La promessa fatta sabato dal governatore Fontana è mantenuta grazie alla corsa a perdifiato degli hub vaccinali. Ma continuano a non avere protezione coloro che hanno bisogno di appuntamento perché non possono stare in coda ad aspettare. O i domiciliari, come il caso della signora Carla, 96 anni, in attesa di appuntamento dal 17 febbraio e ora iscritta anche al terminale di Poste. La figlia 70enne diabetica sarà vaccinata prima di lei
Obiettivo raggiunto? Ni, anche se viste le premesse è comunque un risultato decisamente migliore delle attese. Anche se il presidente della Lombardia, Attilio Fontana, ci ha messo la faccia fino all’ultimo confermando sabato 10 aprile che entro domenica 11 tutti gli over 80 che hanno aderito alla campagna vaccinale avrebbero avuto almeno una dose di vaccino anti covid. Lo sanno bene nei centri vaccinali lombardi, dove negli ultimi giorni sono stati fatti letteralmente i salti mortali per far mantenere al governatore le promesse fatte, accogliendo anche le migliaia di anziani che non avevano ancora avuto l’appuntamento ma che hanno avuto la forza di mettersi in fila. In situazioni a dir poco snervanti quando non a paradossale rischio covid per assembramento, come si è visto per esempio domenica al centro di Malpensa.
“Le persone che si sono presentate in autonomia nei centri vaccinali bene o male sono riusciti a farle tutte, magari sono dovuti tornare o sono andati in due posti prima di riuscire a farsi vaccinare, però chi è andato alla fine è stato vaccinato”, spiega il consigliere regionale Elisabetta Strada, Presidente del gruppo Lombardi Civici Europeisti che nei giorni scorsi ha raccolto personalmente i nominativi dei lombardi ultraottantenni in attesa di chiamata. Quindi tutto a posto? “Fino a un certo punto. I casi che non sono risolti sono quelli di chi vuole avere l’appuntamento, perché non se la sente di andare allo sbaraglio, perché non sta in piedi, non ha nessuno che li accompagna, non è in condizione di girare per più centri. Quindi ancora molti stanno aspettando di essere chiamati, di avere un appuntamento, che comunque è dovuto”, spiega ricordando una categoria che non viene mai citata: “Tutti quelli che non si sono iscritti perché non sono stati in grado di farlo”. E che andrebbero raccolti uno ad uno dai servizi sociali o dai medici di base, per esempio.

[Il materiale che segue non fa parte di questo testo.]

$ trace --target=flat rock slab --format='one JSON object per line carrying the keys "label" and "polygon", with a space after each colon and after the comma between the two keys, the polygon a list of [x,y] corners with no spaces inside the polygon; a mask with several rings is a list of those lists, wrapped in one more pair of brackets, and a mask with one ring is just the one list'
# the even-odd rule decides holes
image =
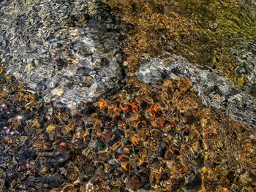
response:
{"label": "flat rock slab", "polygon": [[236,120],[256,130],[256,104],[239,92],[228,79],[212,71],[203,70],[181,56],[172,55],[142,62],[137,77],[145,83],[156,84],[161,80],[188,77],[205,105],[223,110]]}

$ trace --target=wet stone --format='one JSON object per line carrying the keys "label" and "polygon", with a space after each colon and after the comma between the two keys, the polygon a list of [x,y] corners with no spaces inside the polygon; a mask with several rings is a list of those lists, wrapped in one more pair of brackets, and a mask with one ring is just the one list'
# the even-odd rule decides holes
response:
{"label": "wet stone", "polygon": [[4,1],[1,10],[1,62],[45,102],[74,114],[118,90],[121,35],[104,1]]}
{"label": "wet stone", "polygon": [[206,106],[222,109],[234,120],[245,123],[256,130],[256,104],[246,93],[239,92],[233,83],[212,70],[202,70],[181,56],[151,58],[143,61],[137,73],[139,80],[157,83],[165,79],[191,80],[195,92]]}

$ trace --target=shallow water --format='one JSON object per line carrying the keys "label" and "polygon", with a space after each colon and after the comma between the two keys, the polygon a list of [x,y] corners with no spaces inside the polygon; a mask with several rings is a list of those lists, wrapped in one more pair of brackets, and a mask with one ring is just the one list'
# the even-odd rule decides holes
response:
{"label": "shallow water", "polygon": [[255,191],[254,1],[0,2],[0,191]]}

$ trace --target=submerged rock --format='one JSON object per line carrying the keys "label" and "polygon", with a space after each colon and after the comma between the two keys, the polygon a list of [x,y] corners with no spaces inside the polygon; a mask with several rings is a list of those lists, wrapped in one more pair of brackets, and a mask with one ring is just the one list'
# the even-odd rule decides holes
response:
{"label": "submerged rock", "polygon": [[187,77],[205,105],[222,109],[234,120],[256,130],[256,104],[248,95],[240,93],[227,78],[211,70],[202,70],[181,56],[173,55],[168,58],[151,58],[150,61],[144,61],[137,76],[146,83]]}
{"label": "submerged rock", "polygon": [[1,62],[46,103],[75,113],[118,88],[120,34],[104,1],[4,1],[1,7]]}

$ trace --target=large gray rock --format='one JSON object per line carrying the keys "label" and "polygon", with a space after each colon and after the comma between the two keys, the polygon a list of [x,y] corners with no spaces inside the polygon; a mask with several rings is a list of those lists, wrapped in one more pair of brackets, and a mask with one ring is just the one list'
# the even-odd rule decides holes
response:
{"label": "large gray rock", "polygon": [[137,76],[139,80],[153,85],[163,79],[187,77],[205,105],[222,109],[234,120],[256,130],[256,104],[249,96],[240,93],[228,79],[214,72],[200,69],[181,56],[171,55],[167,58],[144,61]]}

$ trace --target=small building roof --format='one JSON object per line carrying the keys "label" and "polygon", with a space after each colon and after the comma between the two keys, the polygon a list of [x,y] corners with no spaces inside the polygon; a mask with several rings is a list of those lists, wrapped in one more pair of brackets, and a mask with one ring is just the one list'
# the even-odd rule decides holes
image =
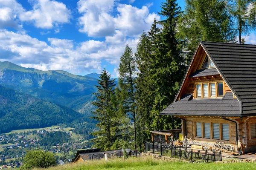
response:
{"label": "small building roof", "polygon": [[256,115],[256,45],[200,41],[200,46],[216,68],[198,70],[189,77],[220,74],[233,93],[222,98],[205,99],[192,99],[192,94],[186,94],[180,101],[176,100],[177,94],[175,102],[160,114]]}

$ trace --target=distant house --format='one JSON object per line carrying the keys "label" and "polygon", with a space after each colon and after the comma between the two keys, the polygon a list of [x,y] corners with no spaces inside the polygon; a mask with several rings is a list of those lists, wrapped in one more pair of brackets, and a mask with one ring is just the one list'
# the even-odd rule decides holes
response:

E poi ci sono quelli che non possono uscire di casa, i cosiddetti domiciliari. “Qui siamo lontani anni luce dalla meta”, sottolinea Strada che nei giorni scorsi ha ricevuto e inoltrato almeno 2.500 segnalazioni, incluse quelle di medici che le hanno inviato i nominativi di loro pazienti. La signora Carla Papetti, di cui ilfattoquotidiano.it ha scritto 20 giorni fa, è una di loro. Milanese, 96 anni a novembre, da tempo in sedia a rotelle e con pluripatologie, vive con la figlia in un piccolo appartamento. Ha aderito alla campagna vaccinale il 17 febbraio ed è stata contattata solo per verificare la reale necessità della somministrazione a domicilio. Quando Poste è subentrata ad Aria, la figlia ha cercato di contattare telefonicamente il call center per capire se poteva iscrivere la mamma anche al nuovo portale e ha dovuto pensare qualche giorno e molte telefonate prima di riuscire a parlare con qualcuno. Poi un qui pro quo perché i dati della signora forniti dall’Ats non erano aggiornati, quindi finalmente venerdì è stata effettuata la nuova iscrizione e l’attesa è ripartita. Nel frattempo, paradosso nel paradosso, è stata invece contattata la figlia che è diabetica e viaggia per i 70 e che sarà vaccinata tra pochi giorni. Sperando di stare bene: “Perché se no chi ci pensa alla mamma?”.